Mrs. Allen walked me to the door. “Mercy me, that little thing would run these hills till she froze if I didn’t talk her inside. You take that letter on with you. I expect it belongs with you.”
As I backed my Subaru around and inched down the steep drive, I may have seen someone in my rear view mirror running from Mrs. Allen’s well house to the porch; or, it may have been only the slanted late afternoon sunlight. Turning right toward home, I realized I’d forgotten to ask Mrs. Allen about Lewis and Adeline Redmond. It seemed that I’d heard the Redmond name, though I couldn’t place where.
6
A tall person wearing a black leather jacket—an image of the Roadrunner stitched in yellow and white on the back—leaned against my pasture fence. I say person because, from the back, the thick, wavy blond hair cascading onto the shoulders could have belonged to either Marilyn Monroe or a member of the flashy world of prime-time wrestling. I could hear Alfie barking from the house as I pulled my Subaru next to the kitchen porch and got out.
“Can I help you?” I called, and unlocked the door to let Alfie out. The hound jumped up and planted large slobbery kisses on my cheek, before he ran for the person standing on “his” turf. I wasn’t sure if Alfie would greet the stranger with kisses or take a hunk out of his butt. My visitor turned toward me and braced himself against the fence for Alfie’s tackle. He was a guy, a skinny guy, whose narrow chest seemed lost inside his oversized bombardier’s jacket.

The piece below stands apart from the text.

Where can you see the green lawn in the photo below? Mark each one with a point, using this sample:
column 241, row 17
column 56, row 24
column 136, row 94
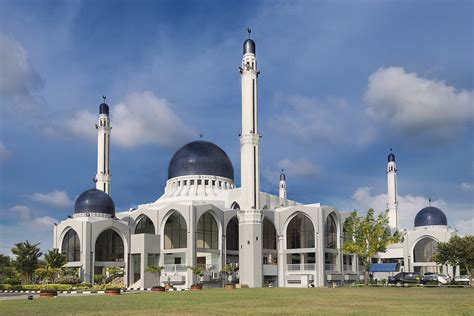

“Sorry, he’s just excited. He won’t bite. At least I don’t think so.” I covered the space between us and grasped Alfie’s new red collar. “Down Alfie. Be ni
ce and sit. Sit boy.” Wonder of wonders, the dog sat.
My visitor retreated a foot or so, and brushed Alfie’s paw prints from his clean jeans. His attempt at a smile was too tight to be friendly. “I’m Shane Long. Susan told me to come by about the burned barn,” he explained in a flat North Carolina twang. Both hands went up to push the blond waves behind his ears, exposing a long, tanned face, pocked with acne scars. The sparse goatee did nothing to fill out his almost nonexistent chin. I was struck by how unfair Mother Nature had been to this young man— to give him hair some women would kill for, and then pair it with a face more homely than handsome.
“Ah, yes. The contractor. Right? I wasn’t expecting you until tomorrow.”
“I was heading out this way already, so I took a chance you’d be home.”
“Well then. Glad I got back when I did.” I realized there was no truck in the drive. Surely he didn’t walk. “How did you get out here?”
He motioned with a hitchhiker’s thumb to the back of the house. “I rode my new Harley. Had to park it around back on the concrete apron to the rear porch, on account of the kickstand wasn’t holding here in the dirt and gravel. I could pour you a cement walk up to the kitchen steps on this side of the house while I’m here fixing the barn, if you want.”
I nodded my approval of his idea, and we walked around the house to the rear yard with Alfie trotting along side, drooling and smiling as he followed. Yes, there was, indeed, a large, incredibly shiny black motorcycle parked close to my rear porch steps. The behemoth spoke power, arrogance, and a don’t-mess-with-me attitude. I would bet, as it traveled the twisting mountain roads, the dazzling silver exhaust pipes screamed like the baritone voices of hell. No wonder Alfie was barking his head off when I drove into the drive. The dog was probably scared half to death by the noise.